Musrenbang tersebut melibatkan kader Desa Peduli Buruh Migran (Desbumi), NGO pegiat pekerja migran, serta pemerintah desa yang menjadi pusat pemberangkatan pekerja migran. Koordinator Migrant Care Banyuwangi, Uut Rohmatin, mengungkapkan bahwa forum ini dirancang untuk menguatkan program perlindungan dan pelayanan Pekerja Migran Indonesia (PMI) yang sudah dijalankan oleh Pemkab Banyuwangi.
“Gagasan yang muncul di forum ini akan kami bawa ke pemerintah pusat pada International Migrant Day mendatang. Hal ini bertujuan agar masukan tersebut dapat menjadi bahan kebijakan di tingkat nasional,” ujar Uut Rohmatin.
Salah satu usulan penting datang dari Rohman Hadi Sucipto, koordinator advokasi Garda PMI, yang mendorong pembentukan Satgas Perlindungan Pekerja Migran. Ia meyakini, keberadaan satgas ini dapat mempercepat penyelesaian masalah yang sering dihadapi PMI.
Tak hanya itu, Siti Khotimah, salah satu peserta, menyoroti perlunya edukasi parenting bagi keluarga PMI untuk mencegah masalah sosial, seperti anak-anak putus sekolah atau pernikahan dini.
“Keluarga PMI juga harus mendapat perhatian serius agar dampak negatif dapat diminimalkan.

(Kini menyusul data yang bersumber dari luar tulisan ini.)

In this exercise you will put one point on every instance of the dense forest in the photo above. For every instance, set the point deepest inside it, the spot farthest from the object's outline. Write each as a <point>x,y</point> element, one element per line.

Edukasi kepada keluarga di rumah sangat penting,” tutur Siti Khotimah.
Selain itu, peserta lainnya mengusulkan berbagai program, mulai dari peningkatan akses informasi lowongan kerja untuk difabel, pemberdayaan purna PMI, hingga pelatihan literasi digital.
Menanggapi berbagai aspirasi, Bupati Ipuk Fiestiandani menegaskan komitmen Pemkab Banyuwangi dalam meningkatkan perlindungan dan pelayanan untuk PMI serta keluarganya.
“Kami telah menggulirkan berbagai program pemberdayaan, seperti bantuan alat usaha gratis dan pelatihan literasi keuangan untuk membantu masyarakat, termasuk purna pekerja migran, agar tetap produktif,” kata Bupati Ipuk.
Ipuk juga menambahkan bahwa masukan dari forum ini akan menjadi pertimbangan penting bagi Pemkab dalam menyempurnakan kebijakan.
“Program kami tentu belum sempurna. Oleh karena itu, forum seperti ini sangat penting untuk memperbaiki dan melengkapi upaya yang telah dilakukan,” jelasnya.